After several happy hours in the John Lewis, I returned to find the rave still in progress–indeed, if such a thing were possible, it had become even noisier. (It was possible. The windows and floorboards of my house were now shaking.) Also, having initially confined themselves to the basement, there were now several people on the roof, doing whatever it is you do on a roof when you’re not supposed to be up there. The police, however, took a somewhat laissez-faire attitude. They told me they couldn’t do anything, and that I needed to call the local authority. The authority too took a distant view of my concerns, telling me that I needed to call the police. In short, of the institutions and processes in which we place our trust to deal with distressing matters, there appeared to be nobody willing to take the initiative and put a stop to the ever-noisier shenanigans.
It is fortunate, then, that the ravers appeared to grow weary after a full day’s raving. At five o’clock precisely the music stopped and I heard stereo equipment being removed from the building. The revelers dispersed.
I’d like to finish this post on a high note. I’d like to say that the world is a wide place and there is room for us all on this crazy carousel, but I’m afraid I don’t feel that way.
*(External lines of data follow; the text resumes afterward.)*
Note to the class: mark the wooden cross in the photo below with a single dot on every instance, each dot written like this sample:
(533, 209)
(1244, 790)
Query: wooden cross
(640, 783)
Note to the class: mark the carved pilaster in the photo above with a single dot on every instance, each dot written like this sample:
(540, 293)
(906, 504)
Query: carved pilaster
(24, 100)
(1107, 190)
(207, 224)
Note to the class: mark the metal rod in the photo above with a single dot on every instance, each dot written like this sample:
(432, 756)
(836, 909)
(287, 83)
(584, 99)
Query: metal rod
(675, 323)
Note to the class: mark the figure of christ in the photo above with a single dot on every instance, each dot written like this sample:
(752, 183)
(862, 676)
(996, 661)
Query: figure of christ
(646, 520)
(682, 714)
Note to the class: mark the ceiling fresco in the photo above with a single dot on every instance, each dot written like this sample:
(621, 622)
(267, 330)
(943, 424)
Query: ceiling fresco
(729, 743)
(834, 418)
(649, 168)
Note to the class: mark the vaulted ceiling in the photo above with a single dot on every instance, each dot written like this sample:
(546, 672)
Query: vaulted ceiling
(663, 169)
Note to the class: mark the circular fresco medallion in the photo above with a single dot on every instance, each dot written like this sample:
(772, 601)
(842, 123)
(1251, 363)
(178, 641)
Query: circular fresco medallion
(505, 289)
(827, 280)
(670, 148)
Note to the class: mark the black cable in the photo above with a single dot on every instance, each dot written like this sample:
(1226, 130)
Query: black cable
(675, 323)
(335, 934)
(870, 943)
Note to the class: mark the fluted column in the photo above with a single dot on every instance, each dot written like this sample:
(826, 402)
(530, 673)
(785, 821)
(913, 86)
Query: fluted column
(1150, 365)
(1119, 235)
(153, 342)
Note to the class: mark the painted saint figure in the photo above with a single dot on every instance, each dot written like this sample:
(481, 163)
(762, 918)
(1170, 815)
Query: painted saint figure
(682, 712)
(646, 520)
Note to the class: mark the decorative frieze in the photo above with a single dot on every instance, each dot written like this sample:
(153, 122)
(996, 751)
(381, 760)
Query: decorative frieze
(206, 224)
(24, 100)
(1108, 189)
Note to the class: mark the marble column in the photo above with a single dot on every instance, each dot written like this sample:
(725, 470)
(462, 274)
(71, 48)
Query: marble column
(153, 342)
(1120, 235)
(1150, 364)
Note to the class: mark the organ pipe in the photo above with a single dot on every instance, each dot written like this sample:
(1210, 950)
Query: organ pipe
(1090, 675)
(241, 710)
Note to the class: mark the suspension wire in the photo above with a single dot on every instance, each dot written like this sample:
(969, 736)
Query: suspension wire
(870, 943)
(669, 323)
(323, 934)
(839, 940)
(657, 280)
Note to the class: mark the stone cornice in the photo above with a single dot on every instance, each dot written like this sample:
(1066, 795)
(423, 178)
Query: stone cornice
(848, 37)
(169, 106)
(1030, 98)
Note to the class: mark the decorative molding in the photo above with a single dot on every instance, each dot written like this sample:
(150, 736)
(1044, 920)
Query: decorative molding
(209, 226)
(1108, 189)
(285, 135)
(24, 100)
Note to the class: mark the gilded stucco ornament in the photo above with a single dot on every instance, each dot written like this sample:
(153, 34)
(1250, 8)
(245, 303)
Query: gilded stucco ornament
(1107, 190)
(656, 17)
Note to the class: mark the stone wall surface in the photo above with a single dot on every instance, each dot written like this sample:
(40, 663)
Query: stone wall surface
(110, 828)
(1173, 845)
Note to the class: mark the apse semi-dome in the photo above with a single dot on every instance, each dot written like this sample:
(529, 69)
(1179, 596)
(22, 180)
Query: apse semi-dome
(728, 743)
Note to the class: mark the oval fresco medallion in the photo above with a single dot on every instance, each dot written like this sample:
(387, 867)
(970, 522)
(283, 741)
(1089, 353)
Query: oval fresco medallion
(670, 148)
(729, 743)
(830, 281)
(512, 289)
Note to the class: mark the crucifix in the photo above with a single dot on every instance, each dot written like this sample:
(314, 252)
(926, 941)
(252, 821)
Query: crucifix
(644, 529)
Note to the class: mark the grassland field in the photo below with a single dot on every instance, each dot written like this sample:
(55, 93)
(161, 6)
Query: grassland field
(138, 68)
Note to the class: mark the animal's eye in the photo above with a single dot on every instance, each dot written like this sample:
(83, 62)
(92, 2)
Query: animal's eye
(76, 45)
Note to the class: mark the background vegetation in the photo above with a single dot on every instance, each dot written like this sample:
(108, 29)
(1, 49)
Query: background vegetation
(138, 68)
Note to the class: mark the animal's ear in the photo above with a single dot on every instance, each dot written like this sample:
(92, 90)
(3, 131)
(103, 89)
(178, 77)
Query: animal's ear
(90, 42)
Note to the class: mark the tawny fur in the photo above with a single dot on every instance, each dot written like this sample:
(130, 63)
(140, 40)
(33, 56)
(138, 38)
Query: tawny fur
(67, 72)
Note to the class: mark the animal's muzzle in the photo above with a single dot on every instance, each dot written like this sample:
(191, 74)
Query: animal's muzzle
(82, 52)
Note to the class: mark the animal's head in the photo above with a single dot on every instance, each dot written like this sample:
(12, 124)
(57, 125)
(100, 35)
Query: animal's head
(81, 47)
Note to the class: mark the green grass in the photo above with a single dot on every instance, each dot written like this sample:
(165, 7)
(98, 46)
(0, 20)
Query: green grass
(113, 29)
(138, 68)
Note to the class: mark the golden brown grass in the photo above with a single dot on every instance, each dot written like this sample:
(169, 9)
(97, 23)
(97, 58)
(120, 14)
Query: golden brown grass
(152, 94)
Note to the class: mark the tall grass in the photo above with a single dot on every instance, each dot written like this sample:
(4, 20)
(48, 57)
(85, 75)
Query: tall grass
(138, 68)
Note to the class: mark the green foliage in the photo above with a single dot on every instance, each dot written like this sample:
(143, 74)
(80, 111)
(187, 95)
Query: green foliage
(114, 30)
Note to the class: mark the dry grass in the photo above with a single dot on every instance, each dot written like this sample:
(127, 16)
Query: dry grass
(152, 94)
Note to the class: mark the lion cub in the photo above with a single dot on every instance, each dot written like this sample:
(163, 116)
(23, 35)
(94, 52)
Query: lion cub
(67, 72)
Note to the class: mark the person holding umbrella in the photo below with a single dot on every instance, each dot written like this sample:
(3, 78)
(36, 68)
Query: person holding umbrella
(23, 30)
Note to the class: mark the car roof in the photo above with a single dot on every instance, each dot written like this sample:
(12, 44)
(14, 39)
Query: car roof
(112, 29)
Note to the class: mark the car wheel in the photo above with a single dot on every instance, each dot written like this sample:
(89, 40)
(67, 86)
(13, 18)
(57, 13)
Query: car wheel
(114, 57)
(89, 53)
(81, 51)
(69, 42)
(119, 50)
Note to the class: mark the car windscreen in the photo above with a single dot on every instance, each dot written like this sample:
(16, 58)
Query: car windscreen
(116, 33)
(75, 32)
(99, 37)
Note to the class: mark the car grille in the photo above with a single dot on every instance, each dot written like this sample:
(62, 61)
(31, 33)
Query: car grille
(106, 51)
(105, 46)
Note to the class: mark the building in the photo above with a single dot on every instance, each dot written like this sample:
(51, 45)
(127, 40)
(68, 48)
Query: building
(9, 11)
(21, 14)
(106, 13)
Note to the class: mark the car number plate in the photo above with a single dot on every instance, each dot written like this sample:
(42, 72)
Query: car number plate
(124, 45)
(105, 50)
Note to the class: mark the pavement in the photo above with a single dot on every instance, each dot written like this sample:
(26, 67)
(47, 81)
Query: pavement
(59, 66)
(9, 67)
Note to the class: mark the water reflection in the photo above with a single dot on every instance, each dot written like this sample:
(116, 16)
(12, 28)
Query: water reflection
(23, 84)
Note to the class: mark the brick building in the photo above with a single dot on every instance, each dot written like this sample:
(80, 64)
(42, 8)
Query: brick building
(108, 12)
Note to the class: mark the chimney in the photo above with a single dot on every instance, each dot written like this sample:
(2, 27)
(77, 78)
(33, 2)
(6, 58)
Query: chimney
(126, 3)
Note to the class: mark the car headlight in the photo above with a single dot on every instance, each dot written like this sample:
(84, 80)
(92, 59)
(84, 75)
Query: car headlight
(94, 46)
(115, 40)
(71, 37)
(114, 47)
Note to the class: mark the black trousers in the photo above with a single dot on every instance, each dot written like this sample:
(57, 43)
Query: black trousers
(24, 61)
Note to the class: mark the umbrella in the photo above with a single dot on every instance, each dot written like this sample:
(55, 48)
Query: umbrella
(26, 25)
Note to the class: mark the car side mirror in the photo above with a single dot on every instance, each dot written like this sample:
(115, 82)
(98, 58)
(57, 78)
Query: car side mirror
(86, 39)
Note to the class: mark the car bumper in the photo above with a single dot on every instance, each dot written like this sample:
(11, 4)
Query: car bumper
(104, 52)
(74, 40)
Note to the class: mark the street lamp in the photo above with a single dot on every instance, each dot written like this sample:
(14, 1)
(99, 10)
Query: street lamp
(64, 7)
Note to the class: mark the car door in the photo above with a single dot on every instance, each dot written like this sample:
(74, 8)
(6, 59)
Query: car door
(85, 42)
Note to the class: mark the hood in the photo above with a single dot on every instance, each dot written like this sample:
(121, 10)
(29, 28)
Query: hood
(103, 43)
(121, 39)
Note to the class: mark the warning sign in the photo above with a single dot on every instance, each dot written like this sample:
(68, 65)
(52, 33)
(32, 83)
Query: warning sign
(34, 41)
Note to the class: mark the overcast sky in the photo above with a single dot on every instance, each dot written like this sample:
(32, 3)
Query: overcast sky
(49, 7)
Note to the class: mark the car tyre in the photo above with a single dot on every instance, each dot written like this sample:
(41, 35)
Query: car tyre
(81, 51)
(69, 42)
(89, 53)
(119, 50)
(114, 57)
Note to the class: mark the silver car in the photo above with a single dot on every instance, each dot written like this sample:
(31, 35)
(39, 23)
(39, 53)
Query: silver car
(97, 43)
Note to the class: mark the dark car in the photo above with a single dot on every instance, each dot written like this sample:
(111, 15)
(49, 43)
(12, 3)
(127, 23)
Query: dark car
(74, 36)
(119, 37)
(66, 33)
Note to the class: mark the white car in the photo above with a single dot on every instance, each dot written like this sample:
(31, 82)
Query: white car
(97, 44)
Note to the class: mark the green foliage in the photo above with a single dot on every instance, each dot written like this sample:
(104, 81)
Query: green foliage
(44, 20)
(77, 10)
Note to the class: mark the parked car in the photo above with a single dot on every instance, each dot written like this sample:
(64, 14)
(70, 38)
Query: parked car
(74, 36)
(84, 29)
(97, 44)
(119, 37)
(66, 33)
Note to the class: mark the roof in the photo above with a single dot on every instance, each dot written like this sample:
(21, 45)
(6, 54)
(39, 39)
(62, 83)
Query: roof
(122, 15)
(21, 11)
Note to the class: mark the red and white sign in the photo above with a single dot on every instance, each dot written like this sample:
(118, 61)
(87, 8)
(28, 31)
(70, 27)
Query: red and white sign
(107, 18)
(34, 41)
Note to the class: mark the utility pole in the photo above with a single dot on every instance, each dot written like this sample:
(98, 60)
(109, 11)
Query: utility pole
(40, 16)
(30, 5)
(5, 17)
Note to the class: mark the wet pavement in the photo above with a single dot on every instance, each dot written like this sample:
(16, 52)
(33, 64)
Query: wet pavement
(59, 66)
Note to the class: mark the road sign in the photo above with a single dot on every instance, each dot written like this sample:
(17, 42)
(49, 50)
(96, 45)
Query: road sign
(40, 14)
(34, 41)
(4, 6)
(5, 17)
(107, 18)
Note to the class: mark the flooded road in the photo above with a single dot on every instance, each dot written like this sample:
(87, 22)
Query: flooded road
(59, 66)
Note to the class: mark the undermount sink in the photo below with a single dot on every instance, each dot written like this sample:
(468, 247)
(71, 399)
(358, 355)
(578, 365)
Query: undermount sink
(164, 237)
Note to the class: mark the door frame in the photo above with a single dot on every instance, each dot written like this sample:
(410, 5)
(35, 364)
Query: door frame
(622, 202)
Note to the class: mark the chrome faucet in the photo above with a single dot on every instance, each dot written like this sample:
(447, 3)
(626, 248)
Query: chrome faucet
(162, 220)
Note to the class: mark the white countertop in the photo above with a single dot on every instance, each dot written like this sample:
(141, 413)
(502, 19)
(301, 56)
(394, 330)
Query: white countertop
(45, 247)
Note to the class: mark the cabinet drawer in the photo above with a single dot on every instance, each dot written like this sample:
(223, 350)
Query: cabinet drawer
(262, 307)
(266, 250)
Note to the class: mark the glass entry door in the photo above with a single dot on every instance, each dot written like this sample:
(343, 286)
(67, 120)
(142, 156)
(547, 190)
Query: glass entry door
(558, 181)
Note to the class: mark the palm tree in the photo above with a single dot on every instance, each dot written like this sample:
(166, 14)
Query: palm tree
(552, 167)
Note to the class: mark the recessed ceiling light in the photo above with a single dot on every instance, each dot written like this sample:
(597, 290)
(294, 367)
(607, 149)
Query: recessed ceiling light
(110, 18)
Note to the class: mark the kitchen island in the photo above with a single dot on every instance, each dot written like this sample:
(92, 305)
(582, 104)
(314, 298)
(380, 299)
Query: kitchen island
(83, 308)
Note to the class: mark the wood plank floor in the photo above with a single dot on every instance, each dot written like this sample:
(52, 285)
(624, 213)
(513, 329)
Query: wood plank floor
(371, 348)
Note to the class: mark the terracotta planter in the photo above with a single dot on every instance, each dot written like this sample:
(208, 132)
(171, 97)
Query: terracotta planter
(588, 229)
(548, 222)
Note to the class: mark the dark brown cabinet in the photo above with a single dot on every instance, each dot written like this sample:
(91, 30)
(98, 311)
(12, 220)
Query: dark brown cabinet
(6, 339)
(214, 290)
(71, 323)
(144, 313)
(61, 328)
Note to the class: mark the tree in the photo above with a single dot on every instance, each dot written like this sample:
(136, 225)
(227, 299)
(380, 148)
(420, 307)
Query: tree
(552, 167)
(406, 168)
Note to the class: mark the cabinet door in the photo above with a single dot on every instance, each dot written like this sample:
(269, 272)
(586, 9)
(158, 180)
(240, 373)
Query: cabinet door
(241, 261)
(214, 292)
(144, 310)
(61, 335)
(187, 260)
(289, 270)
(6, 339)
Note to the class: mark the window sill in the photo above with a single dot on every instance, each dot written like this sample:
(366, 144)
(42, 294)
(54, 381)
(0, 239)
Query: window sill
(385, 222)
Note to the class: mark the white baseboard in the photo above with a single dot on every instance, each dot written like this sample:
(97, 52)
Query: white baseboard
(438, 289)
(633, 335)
I’d like to say what a strange yet ultimately amusing and edifying episode this has been in my continuing adventures. Instead all I can think about is how easy it was for me to look out the window and think, “who is going to get this bunch of dirty lowlifes out of my street?” And perhaps I have had some prejudices revealed to me. I thought about how my reaction compares to the way hippies were always spoken about in the sixties–long hair, loud music, dirty, shiftless. But even with a little self-reflection my attitude hasn’t changed. I want to know that not only are they gone, but that they won’t be back. And there is no way to know that.